MPs will vote next week on whether to strip Sir Philip Green of his knighthood after the retail magnate left BHS with a £571 million pension black hole shortly before it collapsed, leaving 11,000 people jobless.
It will be the first time the commons has debated whether to annul an honour. The vote is not binding but if the motion is carried it will put significant pressure on the honours forfeiture committee, which has the power to take back Green’s title.
Conservative MP Richard Fuller, who put forward the motion with Michelle Thomson MP, said on Thursday: “The idea that Green should continue to use a knighthood for services to retailing is just wrong … This is about expressing a legitimate sentiment about the way someone has behaved.
“We hope that other MPs will add their names to this amendment and that it will be acted upon.”
Green was honoured in 2006 for “services to the retail industry” but has since been slammed for his role in the decline of the now-defunct high street chain. Green and his family, who are Monaco residents, extracted hundreds of millions in dividends and loan repayments from BHS and have been accused of underinvesting in the chain, leading to its ultimate collapse and the loss of 11,000 jobs.
In June, Sir John Collins, who put Green forward for his knighthood said that he wouldn’t now recommend Sir Philip for an award in light of how the tycoon steered BHS.
“From all I have read, integrity in relation to dividends paid and the going concern aspect of the company that left 11,000 people without jobs, and the sale of BHS and the quality of the due diligence and the decision to sale it with the question mark over whether the buyer had the credentials to make it work,” Collins said.
“A very high level of dividends were paid out of the company and the company has now found itself no longer a going concern.

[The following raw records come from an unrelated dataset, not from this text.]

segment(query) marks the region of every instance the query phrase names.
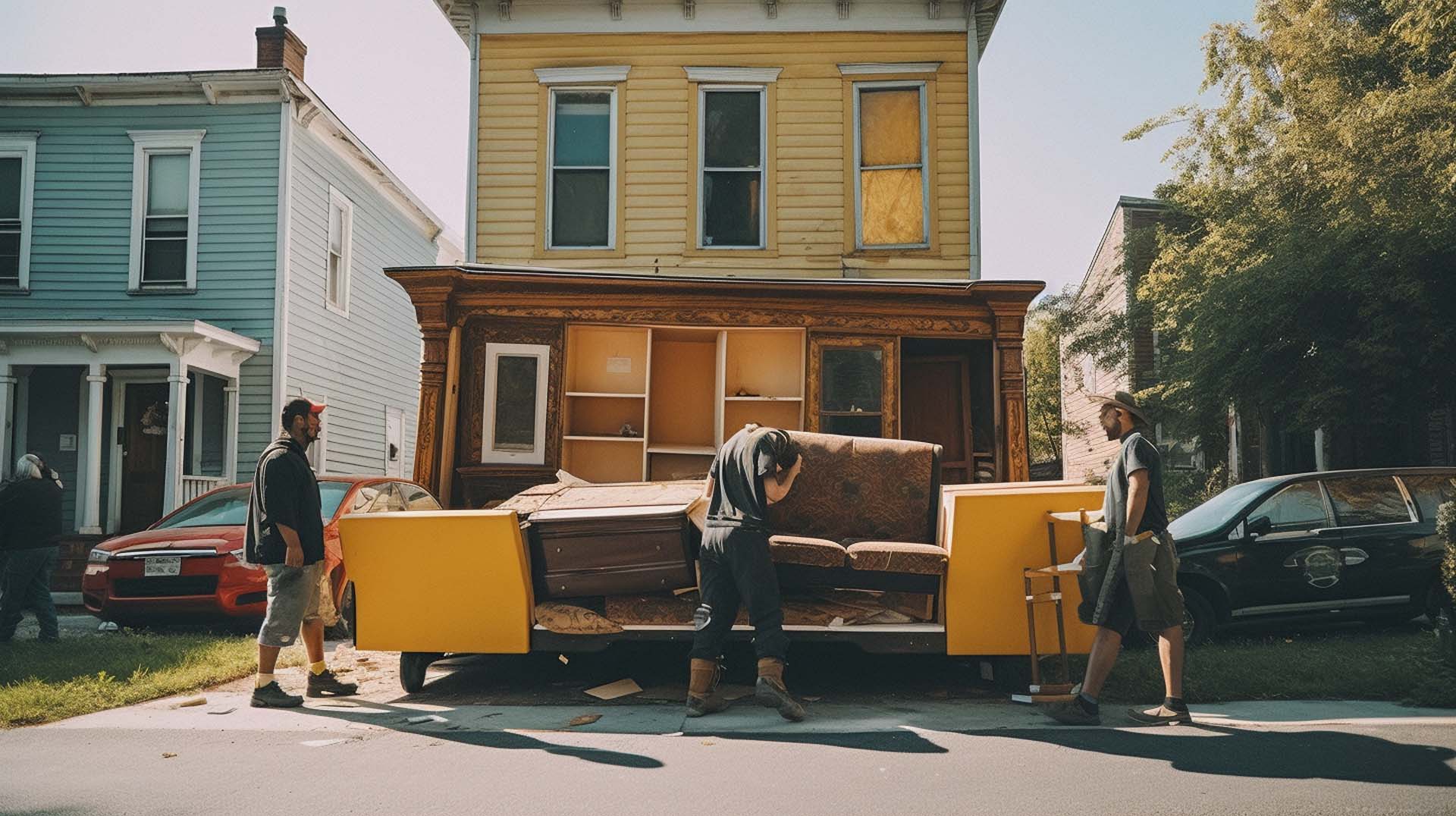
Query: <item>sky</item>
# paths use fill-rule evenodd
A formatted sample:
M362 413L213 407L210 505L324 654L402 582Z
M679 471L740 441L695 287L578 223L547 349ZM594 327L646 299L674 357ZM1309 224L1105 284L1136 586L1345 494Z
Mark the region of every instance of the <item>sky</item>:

You would have to questions whether those dividends were affordable.”
A parliamentary inquiry into Green’s conduct issued a scathing report saying that MPs had “found little evidence to support the reputation for retail business acumen for which he received his knighthood”.
Green rushed through the sale of the troubled retailer to twice-bankrupt Dominic Chappell, who had no retail experience, without adequate scrutiny, MPs concluded.